In the above, I cut the string short by writing a new null terminator
to the appropriate character position.

However, this kind of stuff is very error prone, and tends to be a
cause of crashes, memory corruption, security issues and more. It's
very easy to end up reading/writing past the end of your buffers and
so on. Seriously, just use the std::string class - you'll regret it if
you don't.

Oct 13 '08 #7

P: n/a
On 2008-10-13 01:16, sa*******@gmail.com wrote:
On Oct 12, 2:41 pm, Kai-Uwe Bux <jkherci...@gmx.netwrote:
>saraja...@gmail.com wrote:
Hi All,
I have a string represented by char* (I do not user string class):
char *s="abcd";
Assume I want to remove the last two elements of s. What is the
standard solution for this?

Using std::string.
Can I just change the value of s[2] to '\0'?

No.

The reason is a little involved. For starters, if you had

char const * s = "abcd"; // (*)

it would be obvious that you are trying to modify something declared const.
This is undefined behavior.

Second, you have

char * s = "abcd"

and that happens to be roughly equivalent to (*).
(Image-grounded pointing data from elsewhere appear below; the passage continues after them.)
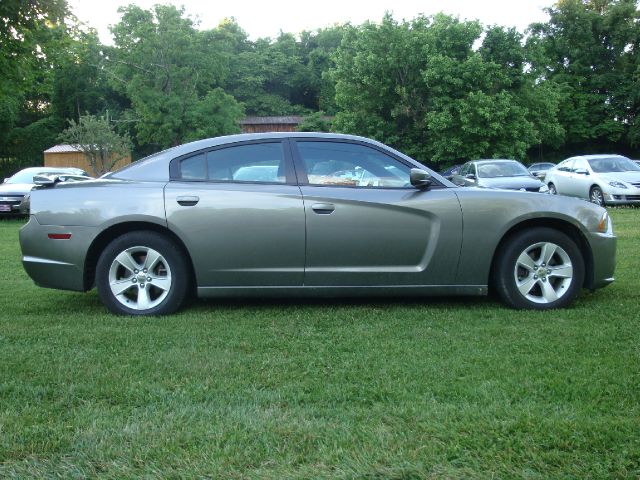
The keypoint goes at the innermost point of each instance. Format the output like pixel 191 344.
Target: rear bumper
pixel 54 263
pixel 603 247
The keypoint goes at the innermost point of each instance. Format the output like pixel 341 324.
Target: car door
pixel 240 213
pixel 366 224
pixel 582 179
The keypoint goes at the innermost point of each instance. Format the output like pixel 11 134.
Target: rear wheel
pixel 142 273
pixel 539 269
pixel 596 195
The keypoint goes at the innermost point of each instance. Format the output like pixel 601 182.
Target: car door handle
pixel 323 208
pixel 188 201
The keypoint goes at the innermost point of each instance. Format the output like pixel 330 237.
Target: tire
pixel 539 269
pixel 142 273
pixel 596 196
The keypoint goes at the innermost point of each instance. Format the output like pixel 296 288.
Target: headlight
pixel 605 225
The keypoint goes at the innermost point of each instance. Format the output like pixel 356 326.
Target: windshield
pixel 613 164
pixel 502 169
The right hand side is
const and the conversion to something non-const is only allowed for
compatibility with C. The fact remains that you are trying to modify
the "abcd" string, which is const. That is still undefined behavior, see
[7.1.5.1/4] and [2.13.4/1] or just [2.13.4/2].

Best

Kai-Uwe Bux

What if I use:
char s[4];
s[0]='a';
s[1]='b';
s[2]='c';
s[3]='d';
instead?
If you must use char-arrays use

char s[] = "abcd";

this will ensure that the string is properly null-terminated.
Is there any built-in method to erase a part of string defined as
char[] instead of std::string?
Look up <cstringin your favourite C++ reference.

--
Erik Wikström
Oct 13 '08 #8

P: n/a
Stephen Horne wrote:
Instead, use...

char* s = new char [BUFFERSIZE];
std::strncpy (s, "abcd", BUFFERSIZE);
s [2] = 0;
Given this is almost *exactly* replicating what std::string would do
(except that it would do it more safely), I really can't understand why
you are giving this as a viable solution. Why not give the solution
using std::string rather than this? The end result will be the same, but
much safer and more didactic.
Oct 13 '08 #9

P: n/a
On Mon, 13 Oct 2008 16:34:33 GMT, Juha Nieminen
<no****@thanks.invalidwrote:
>Stephen Horne wrote:
>Instead, use...

char* s = new char [BUFFERSIZE];
std::strncpy (s, "abcd", BUFFERSIZE);
s [2] = 0;

Given this is almost *exactly* replicating what std::string would do
(except that it would do it more safely), I really can't understand why
you are giving this as a viable solution. Why not give the solution
using std::string rather than this? The end result will be the same, but
much safer and more didactic.
Read the rest of the post.

In short, I *didn't* give it as a viable solution, I made it pretty
clear that it *wasn't* a sensible solution. But that doesn't mean that
I take an "I know this but you are not worthy" attitude.

Take a "do what I say" attitude and people will ignore you and do what
they want anyway. So provide the facts and explain why it's a bad
idea. That way, when they ignore you and do it anyway, they don't get
to blame your attitude when it all goes horribly wrong.